The pipeline’s defeat leaves one utility, Berkshire Gas Co., of Pittsfield, MA, in a quandary, because it had declared a moratorium on natural gas hookups until the pipeline was built. As of April 20, the company continued to insist that it would not add natural gas customers in eight Massachusetts communities.
Utilities in Massachusetts have another important matter to face too, according to Ferrante. The state Legislature in 2014 passed a natural gas pipeline repair and safety bill that requires them to repair aging and leaky pipelines. “The utilities now have to pay attention to their own infrastructure,” he said. “We had posed the question to the attorney general of how they could consider expanding capacity when the state had passed a bill saying the utility infrastructure is old and in need of repairs. The utilities are under pressure to fix their existing capacity and modernize their system of transporting fuels.”
AEC’s Tubman said the decision also reopens the energy policy debate in New England. “Reliance on natural gas has grown exponentially over the last decade or so. And with nuclear and coal-fired electric generation facilities closing or scheduled to close, reliance on natural gas to generate electricity now exceeds 50 percent. The market needs a more responsible and diverse mix of fuels to protect the future reliability of the electric grid and to ensure reasonable electric costs in the future. Without a limitless supply of natural gas underwritten by ratepayers, electric generators and natural gas utilities will need to make responsible business decisions acceptable to their shareholders, similar to what other for-profit corporations do every day, and not rely on their bottom line being propped up supported by preferential failed public policy.

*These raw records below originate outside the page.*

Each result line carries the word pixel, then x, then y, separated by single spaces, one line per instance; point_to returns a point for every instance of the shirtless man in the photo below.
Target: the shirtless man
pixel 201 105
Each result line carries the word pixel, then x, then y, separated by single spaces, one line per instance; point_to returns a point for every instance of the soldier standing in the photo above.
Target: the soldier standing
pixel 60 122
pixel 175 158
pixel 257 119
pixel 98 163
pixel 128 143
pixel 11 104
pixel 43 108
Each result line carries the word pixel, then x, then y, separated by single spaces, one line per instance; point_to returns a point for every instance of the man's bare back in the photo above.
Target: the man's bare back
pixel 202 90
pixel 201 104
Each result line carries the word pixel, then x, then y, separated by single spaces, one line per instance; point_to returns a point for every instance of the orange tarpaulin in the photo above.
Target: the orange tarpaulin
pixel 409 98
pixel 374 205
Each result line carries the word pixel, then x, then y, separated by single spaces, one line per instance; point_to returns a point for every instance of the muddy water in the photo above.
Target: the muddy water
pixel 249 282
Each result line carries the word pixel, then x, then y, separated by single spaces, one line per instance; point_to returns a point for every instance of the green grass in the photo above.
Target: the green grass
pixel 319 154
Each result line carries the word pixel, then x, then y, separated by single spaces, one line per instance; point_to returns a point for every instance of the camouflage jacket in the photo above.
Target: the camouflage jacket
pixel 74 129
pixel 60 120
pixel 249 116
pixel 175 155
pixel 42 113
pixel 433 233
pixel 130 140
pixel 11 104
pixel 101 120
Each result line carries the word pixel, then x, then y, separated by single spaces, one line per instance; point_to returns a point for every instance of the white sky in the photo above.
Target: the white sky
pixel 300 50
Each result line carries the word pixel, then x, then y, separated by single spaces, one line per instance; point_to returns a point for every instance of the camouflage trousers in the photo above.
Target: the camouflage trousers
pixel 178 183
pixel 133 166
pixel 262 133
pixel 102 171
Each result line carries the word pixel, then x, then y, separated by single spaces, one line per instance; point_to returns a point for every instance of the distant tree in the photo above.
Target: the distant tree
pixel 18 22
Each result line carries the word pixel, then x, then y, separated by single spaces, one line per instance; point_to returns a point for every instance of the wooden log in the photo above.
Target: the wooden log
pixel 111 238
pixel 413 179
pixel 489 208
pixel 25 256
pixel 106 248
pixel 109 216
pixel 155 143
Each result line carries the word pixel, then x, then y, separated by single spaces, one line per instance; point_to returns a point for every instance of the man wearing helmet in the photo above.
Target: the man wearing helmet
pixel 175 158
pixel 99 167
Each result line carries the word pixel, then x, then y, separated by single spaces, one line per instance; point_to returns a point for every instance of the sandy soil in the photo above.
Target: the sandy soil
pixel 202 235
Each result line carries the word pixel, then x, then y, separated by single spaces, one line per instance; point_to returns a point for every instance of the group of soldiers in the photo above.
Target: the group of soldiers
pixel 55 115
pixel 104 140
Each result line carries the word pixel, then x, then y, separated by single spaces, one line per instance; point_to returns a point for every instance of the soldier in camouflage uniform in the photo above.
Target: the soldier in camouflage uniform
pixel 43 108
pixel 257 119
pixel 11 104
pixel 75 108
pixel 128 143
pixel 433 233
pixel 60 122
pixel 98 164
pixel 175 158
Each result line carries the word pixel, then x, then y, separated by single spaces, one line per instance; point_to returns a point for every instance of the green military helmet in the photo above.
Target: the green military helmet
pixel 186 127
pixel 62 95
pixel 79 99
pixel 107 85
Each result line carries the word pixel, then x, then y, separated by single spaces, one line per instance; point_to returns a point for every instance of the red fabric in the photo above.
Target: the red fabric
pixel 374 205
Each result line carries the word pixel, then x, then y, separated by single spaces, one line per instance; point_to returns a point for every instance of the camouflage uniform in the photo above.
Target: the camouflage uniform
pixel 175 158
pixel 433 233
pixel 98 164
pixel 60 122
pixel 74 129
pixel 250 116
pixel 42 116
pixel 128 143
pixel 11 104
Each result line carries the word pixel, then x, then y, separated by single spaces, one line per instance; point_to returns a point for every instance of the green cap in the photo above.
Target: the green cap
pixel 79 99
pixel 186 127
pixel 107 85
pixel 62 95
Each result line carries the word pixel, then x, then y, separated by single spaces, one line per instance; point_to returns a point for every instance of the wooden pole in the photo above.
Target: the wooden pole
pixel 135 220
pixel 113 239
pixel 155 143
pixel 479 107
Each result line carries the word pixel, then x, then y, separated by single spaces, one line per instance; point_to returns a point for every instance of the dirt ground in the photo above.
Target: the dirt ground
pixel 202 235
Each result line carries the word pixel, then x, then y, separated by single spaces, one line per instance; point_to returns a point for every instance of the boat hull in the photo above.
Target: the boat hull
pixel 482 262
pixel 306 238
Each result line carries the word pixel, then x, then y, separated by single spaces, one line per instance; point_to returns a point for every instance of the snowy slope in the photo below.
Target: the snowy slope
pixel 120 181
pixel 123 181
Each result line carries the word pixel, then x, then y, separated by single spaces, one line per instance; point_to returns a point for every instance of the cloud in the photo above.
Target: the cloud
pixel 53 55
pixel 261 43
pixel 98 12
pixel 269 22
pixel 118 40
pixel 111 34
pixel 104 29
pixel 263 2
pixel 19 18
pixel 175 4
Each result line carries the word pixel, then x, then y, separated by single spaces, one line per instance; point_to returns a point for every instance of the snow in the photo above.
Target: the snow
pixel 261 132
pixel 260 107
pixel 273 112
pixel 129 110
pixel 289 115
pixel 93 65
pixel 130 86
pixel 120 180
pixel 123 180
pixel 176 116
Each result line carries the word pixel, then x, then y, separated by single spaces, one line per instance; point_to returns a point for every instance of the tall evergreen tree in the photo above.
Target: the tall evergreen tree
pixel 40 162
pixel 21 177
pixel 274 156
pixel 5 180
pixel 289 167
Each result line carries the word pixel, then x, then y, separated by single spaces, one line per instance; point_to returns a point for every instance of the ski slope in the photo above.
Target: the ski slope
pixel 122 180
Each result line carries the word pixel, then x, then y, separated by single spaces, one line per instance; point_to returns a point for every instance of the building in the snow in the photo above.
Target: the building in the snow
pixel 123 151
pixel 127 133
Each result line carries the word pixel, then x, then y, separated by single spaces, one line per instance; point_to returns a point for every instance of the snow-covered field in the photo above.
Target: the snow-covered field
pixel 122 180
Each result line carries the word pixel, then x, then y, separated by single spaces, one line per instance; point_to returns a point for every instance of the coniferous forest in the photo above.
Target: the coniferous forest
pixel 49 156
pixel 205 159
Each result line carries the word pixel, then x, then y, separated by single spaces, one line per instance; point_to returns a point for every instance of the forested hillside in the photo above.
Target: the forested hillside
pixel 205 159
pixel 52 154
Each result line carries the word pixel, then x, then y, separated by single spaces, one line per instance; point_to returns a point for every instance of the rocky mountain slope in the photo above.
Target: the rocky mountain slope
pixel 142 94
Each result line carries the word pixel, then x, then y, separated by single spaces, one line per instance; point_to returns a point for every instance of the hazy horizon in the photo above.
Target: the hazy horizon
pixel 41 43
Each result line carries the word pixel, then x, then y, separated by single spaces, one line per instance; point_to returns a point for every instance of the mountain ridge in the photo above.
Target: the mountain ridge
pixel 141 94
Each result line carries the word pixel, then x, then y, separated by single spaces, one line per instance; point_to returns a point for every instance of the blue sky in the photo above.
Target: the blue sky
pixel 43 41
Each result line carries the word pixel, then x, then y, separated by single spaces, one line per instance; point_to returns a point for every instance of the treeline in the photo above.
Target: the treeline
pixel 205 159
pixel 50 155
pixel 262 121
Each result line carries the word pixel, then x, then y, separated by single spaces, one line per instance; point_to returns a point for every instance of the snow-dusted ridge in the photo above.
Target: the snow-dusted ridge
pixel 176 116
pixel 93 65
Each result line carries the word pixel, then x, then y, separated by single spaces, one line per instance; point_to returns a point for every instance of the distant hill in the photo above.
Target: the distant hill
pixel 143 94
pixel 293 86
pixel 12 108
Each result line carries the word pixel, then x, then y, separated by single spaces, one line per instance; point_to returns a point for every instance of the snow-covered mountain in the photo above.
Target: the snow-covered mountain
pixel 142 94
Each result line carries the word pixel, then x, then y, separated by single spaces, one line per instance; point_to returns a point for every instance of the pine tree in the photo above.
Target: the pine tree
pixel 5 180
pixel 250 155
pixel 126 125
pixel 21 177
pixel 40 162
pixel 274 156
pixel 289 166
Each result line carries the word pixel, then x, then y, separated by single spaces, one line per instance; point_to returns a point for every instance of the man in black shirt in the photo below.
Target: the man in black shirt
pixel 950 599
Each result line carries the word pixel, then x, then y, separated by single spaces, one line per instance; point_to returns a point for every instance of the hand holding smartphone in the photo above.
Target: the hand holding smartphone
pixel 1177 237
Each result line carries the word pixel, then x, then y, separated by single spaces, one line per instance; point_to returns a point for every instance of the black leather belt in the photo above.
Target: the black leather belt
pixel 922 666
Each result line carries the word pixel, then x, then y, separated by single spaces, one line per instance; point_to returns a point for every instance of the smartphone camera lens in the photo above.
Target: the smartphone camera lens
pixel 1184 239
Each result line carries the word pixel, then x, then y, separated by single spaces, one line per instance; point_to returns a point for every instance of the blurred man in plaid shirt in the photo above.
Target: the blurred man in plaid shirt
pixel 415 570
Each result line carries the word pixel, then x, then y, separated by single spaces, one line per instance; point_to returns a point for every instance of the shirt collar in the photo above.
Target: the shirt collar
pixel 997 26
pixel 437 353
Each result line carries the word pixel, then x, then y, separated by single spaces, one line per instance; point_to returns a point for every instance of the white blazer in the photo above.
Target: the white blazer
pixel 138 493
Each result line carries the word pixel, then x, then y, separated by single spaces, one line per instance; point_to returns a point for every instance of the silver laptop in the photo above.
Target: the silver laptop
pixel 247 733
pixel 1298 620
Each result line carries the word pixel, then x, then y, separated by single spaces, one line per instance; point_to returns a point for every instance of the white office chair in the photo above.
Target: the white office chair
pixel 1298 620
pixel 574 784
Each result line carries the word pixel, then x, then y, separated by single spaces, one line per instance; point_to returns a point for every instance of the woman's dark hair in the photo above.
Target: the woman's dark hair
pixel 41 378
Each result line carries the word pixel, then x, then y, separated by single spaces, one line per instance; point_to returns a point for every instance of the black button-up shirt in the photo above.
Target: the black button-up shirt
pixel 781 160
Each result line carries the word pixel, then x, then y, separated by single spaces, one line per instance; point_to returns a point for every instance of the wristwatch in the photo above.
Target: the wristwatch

“Finally, this decision by Kinder Morgan is good news for Oilheat retailers and the Oilheat Industry as a whole. After years of exceptionally low natural gas prices, heating oil prices have come down and are now competitive with gas. Kinder Morgan’s decision to walk away from this pipeline marks the beginning of more level competitive marketplace for Oilheat. Domestic supply is plentiful, the price is competitive, and with Ultra Low Sulfur Heating Oil and a 2 percent biodiesel component Oilheat appliances are now cleaner-burning than natural gas. Without the pipeline, public policymakers will be forced to adopt a more responsible mix of energy sources.
“Many people and groups are breathing a collective sigh of relief today, including the Oilheat Industry,” Tubman added.